On May 7, 2026, Microsoft Security published a disclosure that most engineers filed under "interesting but not my problem." 1 A hotel-finding AI assistant, built on Semantic Kernel (Microsoft's open-source LLM orchestration framework), received a user query about Paris accommodations. While it returned a perfectly normal list of hotels, Windows Calculator opened on the host machine. The attack was invisible to the user. The model had no idea it was being exploited.

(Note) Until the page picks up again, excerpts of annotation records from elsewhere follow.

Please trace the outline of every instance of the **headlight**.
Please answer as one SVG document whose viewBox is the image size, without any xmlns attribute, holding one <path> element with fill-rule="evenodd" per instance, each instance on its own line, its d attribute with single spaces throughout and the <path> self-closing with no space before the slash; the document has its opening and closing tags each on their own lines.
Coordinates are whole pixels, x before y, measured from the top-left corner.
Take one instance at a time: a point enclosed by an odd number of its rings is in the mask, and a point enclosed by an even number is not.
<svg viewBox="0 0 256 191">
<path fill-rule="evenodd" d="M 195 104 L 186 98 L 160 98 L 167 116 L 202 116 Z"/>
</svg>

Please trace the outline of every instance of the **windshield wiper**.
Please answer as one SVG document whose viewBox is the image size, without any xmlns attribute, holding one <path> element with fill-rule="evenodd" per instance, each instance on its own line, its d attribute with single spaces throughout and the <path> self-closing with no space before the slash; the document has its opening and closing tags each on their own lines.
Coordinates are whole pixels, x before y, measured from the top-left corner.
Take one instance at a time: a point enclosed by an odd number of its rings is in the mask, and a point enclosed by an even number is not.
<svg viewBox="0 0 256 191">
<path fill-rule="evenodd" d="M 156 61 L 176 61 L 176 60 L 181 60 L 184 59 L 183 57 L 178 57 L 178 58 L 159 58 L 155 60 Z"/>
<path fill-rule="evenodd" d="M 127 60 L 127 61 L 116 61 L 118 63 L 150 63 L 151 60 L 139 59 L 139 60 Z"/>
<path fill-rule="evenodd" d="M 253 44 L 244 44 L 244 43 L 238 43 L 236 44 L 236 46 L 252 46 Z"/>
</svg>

This week's trick: add output validation with tool allowlisting to your agent pipeline — the one application-layer control that has actually held to 0.0% leak rate under adaptive attack testing. 2

The attack: two CVEs, one kill chain

CVE-2026-26030 lives in Semantic Kernel's Python SDK. The In-Memory Vector Store filter passes attacker-controllable parameters into an eval() call. The blocklist defending that eval() targets obvious names like os and subprocess — but Python's class hierarchy sidesteps it entirely. 1
The traversal goes: __name__load_modulesystem(). Once inside, the attacker has arbitrary shell execution on the host. Fix: upgrade to semantic-kernel Python >= 1.39.4.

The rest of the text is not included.